La vita dell’ape operaia è di circa 40/45 giorni dallo sfarfallamento in estate e di 3/4 mesi nel periodo invernale. Simone, mentre inizia le operazioni per farci vedere cosa sta accadendo nei melari e nell’arnia, ci racconta con minuziosità di un intervento di recupero e salvataggio di un alveare che ha svolto in un’abitazione privata pochi giorni prima del nostro incontro.

“È normale in questo periodo: nell’arnia lo spazio si fa stretto per il proliferare di nuove api e l’arrivo della regina giovane. La regina anziana se ne va e viene seguita da una parte di api. Sciamano. Recuperarle è un lavoro paziente svolto in più tempi: posizioni l’arnia, recuperi i favi e li metti nell’arnia e così le api tendono ad introdurvisi e poi verso sera si controlla che anche la regina sia in casa”. Alveare recuperato: non sono note le sue caratteristiche e non è dato sapere se riuscirà a svernare. Per Simone ne vale comunque la pena.

Tornando alle arnie vicino ai tigli, Simone ci illustra le parti andando lentamente a toglierle ad una ad una: foglie e arbusti dal tetto, poi il tetto e poi ad uno ad uno controlla i favi dei melari mentre le api sentinelle ci ronzano intorno per verificare che non siamo una minaccia. Alcuni favi sono abbastanza opercolati (celle ricoperte di cera, il miele è depositato); altri meno. Un favo pieno di miele arriva a pesare fino a 4-5 kg. Poi toglie ancora, per arrivare all’arnia e anche qui uno dopo l’altro sfila i favi alla ricerca della regina. Trovata nel settimo (ce ne sono dieci): sta passando di cella in cella per trovare quella vuota e depositare le uova. Nelle celle chiuse si stanno nutrendo e stanno crescendo le larve. Gli strumenti utilizzati per sollevare le varie parti sono due: pinza e coltello.

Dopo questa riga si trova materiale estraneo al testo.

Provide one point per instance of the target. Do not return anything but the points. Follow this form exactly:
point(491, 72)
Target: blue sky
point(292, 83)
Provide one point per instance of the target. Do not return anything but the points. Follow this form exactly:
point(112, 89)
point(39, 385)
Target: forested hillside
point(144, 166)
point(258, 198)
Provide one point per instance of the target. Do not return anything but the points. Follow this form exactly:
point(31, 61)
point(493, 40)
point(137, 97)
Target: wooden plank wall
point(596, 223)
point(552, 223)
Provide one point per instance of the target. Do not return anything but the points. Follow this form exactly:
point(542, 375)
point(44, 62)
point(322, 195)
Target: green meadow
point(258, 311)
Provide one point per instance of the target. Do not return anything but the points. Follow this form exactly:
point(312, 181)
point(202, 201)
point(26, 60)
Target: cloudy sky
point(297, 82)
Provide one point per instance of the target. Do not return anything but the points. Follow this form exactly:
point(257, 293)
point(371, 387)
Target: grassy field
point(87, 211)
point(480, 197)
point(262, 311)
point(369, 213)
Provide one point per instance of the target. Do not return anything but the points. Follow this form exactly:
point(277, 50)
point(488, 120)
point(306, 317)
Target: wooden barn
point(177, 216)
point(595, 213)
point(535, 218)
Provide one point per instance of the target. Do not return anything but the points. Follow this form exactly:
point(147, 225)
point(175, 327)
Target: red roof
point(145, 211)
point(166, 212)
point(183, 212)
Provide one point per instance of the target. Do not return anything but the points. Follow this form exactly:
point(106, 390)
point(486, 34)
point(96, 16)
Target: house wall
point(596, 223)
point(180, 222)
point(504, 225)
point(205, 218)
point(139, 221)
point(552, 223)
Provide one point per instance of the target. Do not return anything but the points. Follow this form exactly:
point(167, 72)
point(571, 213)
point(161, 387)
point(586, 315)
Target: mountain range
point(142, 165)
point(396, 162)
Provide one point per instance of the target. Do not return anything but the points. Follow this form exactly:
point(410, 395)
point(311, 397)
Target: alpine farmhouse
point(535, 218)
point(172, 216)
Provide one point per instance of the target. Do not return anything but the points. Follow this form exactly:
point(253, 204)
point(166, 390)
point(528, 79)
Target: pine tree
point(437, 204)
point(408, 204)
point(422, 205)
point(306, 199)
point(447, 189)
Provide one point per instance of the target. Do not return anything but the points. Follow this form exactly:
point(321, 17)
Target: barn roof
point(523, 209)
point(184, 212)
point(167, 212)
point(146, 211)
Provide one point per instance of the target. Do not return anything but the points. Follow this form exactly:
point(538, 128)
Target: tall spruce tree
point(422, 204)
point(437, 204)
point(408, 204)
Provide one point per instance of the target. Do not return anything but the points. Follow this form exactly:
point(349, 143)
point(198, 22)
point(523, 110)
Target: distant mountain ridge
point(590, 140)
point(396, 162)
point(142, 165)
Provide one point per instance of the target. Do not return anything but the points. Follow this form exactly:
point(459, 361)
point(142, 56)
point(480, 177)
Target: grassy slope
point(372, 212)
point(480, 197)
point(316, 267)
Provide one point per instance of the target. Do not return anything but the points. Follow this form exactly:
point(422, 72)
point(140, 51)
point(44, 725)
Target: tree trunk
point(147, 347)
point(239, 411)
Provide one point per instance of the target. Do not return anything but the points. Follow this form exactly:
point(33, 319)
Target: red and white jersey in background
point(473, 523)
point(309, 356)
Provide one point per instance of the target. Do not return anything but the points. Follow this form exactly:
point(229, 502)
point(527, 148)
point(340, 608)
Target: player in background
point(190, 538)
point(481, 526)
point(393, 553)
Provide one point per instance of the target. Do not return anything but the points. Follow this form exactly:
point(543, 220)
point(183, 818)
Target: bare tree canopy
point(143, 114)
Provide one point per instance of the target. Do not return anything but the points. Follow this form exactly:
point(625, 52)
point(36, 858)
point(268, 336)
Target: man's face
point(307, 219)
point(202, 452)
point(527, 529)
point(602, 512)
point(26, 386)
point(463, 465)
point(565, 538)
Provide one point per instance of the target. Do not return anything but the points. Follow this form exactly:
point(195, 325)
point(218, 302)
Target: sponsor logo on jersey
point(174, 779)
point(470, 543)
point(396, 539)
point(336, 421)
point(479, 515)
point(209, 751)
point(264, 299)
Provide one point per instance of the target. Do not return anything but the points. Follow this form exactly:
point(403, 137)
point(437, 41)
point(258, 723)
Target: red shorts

I movimenti sono dolci, morbidi, lenti, pazienti, precisi, calcolati al millesimo di millimetro: non si devono innervosire e non deve venire schiacciata nemmeno un’ape. E sono tante: in un’arnia mediamente ce ne possono essere fra 70 e 80 mila.
Questa è davvero un’impresa, che a Simone però riesce bene. Senza utilizzare, come prassi, l’affumicatore, che in certi casi aiuta ad allontanare le api e a lavorare con più tranquillità. Simone colloca le sue arnie oltre che vicino ai tigli, vicino alle acacie, alle coltivazioni di girasole e a quelle di erba medica e da qui le tipologie del miele che produce nel suo laboratorio.